O governo José Ivo Sartori anunciou nesta semana que está pensando em demitir os professores substitutos que estão em greve. A medida é um retrato 3×4 do governo estadual.  Em seu texto “A dimensão subjetiva da política” (Política y subjetividade, Obras, volume IV, México FCE, 2015), o investigador, cientista político e teórico Norbert Lechner (1939-2004) analisou a dimensão subjetiva da política com o objetivo de descrever os condicionamentos cotidianos dos regimes políticos nas sociedades democráticas. Quando o governo Sartori diz que “está pensando”, o que ele está fazendo é uma ameaça, ele quer usar os medos dos professores contratados contra a categoria do magistério estadual,  mas a questão que deveríamos colocar é outra, porque a democracia que supomos existir no estado dá significação as vivências? Lechner propôs a discussão em função de sua história pessoal, de um pensador que viveu os dramas da guerra e que foi obrigado a mudar várias vezes de pais. O que ele concluiu? Que viver no meio de incerteza tornam frágeis nossos laços de pertencimento um grupo ou um lugar.

Não é exatamente isso que o gesto de Sartori provoca nos professores contratados? Eles, no curto período em que assumiram suas classes de aula, adquiriram uma identidade, um vínculo de pertencimento a uma escola e a uma comunidade.  Como afirma Lechner, desde os movimentos de maio de 68 sabemos que os sentimentos não estão encerrados no âmbito individual e que nos períodos autoritários, a experiência subjetiva se confunde com a ordem política. O autor denomina de subjetividade política aquela que oferece motivações que alimentam a construção da ordem desejada (Lechner, Obras, Volume IV, p. 191). Ela tem recebido, segundo o autor,  pouca atenção da teoria política contemporânea. Para mim, a iniciativa do governador José Ivo Sartori é uma ação deliberada para provocar medo, angústia e ameaça de desemprego, mas também ameaça de exterminação do que dá sentido à vida no exercício do magistério para estes professores contratados.

O problema é que o fato de um governo agir sobre expectativas, sobre as emoções de seus trabalhadores, contrasta com o que se deve esperar de uma ordem democrática “Os temores em torno do futuro nascem no passado”, diz Lechner, o que significa que, para cada professor substituto ameaçado há uma história de dedicação que é exterminada, anulada, abafada, e que, ao contrário do que pretende Sartori, vale a pena preservar. Quantas experiências novas, sociabilidades, foram introduzidas nas escolas pelos professores substitutos?

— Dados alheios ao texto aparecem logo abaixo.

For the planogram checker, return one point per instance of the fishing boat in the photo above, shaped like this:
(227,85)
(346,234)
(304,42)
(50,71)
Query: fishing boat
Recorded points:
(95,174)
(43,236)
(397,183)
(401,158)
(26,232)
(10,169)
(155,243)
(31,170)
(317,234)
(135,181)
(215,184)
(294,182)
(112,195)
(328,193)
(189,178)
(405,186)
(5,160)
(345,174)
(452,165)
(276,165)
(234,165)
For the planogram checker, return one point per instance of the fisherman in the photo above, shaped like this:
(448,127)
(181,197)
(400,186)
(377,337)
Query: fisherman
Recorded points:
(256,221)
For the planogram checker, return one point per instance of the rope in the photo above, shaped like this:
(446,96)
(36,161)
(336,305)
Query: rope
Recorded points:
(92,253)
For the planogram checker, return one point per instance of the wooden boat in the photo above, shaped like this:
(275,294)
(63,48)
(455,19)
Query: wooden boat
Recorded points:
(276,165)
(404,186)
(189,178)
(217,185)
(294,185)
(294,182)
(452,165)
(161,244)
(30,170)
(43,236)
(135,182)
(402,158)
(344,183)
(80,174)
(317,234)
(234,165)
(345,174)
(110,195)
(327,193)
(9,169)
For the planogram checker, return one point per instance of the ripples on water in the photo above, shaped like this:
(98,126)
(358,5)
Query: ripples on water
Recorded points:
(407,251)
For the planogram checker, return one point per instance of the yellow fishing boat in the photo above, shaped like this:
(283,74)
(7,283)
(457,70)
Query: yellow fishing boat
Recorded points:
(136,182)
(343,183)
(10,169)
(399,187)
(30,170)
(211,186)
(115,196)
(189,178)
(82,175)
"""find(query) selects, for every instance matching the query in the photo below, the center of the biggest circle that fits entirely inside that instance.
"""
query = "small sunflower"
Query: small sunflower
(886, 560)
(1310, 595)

Quantos projetos esses professores iniciaram e que estão em andamento em suas salas de aulas, em suas disciplinas, em cada escola? O que esquece, ou finge esquecer, essa ameaça? Que o fio que une o presente ao passado, que cada professore constrói, é que mesmo em um período que pode ser curto, uma memória foi construída e que um governo democrático deveria preservar. A posição tomada pelo governo Sartori é, em meu entendimento, numa palavra, covarde: os professores substitutos estão totalmente à mercê do governo, pois eles são, como o termo diz, substitutos, isto é, temporários, e nada impede que seu tempo na escola seja abreviado pelo governador de plantão.

A covardia como caráter de governo

A covardia do governo se expressa pela impotência dos professores substitutos em reagir. O governo sabe que os professores substitutos têm uma autoimagem baixa, afinal, são substitutos, o que indica, já uma opção por algo…menor. O governo se aproveita de um grupo que tem autoimagem baixa para dividir o magistério estadual, para atacar o movimento grevista que se opõe a suas iniciativas e seu projeto neoliberal e sua visão economicista de estado. Porque é vergonhosa esta atitude? Porque ela é o contrário do que se espera da política nos termos de Lechner, de acolher os desejos e mal-estares, as ansiedades e as dúvidas, incorporando-as ao discurso público e dando espaço ao cidadão para reconhecer seus dramas cotidianos como parte da vida em sociedade: o estado, através das políticas públicas, deve contribuir para a solução de seus dramas subjetivos de seus servidores e não amplia-los.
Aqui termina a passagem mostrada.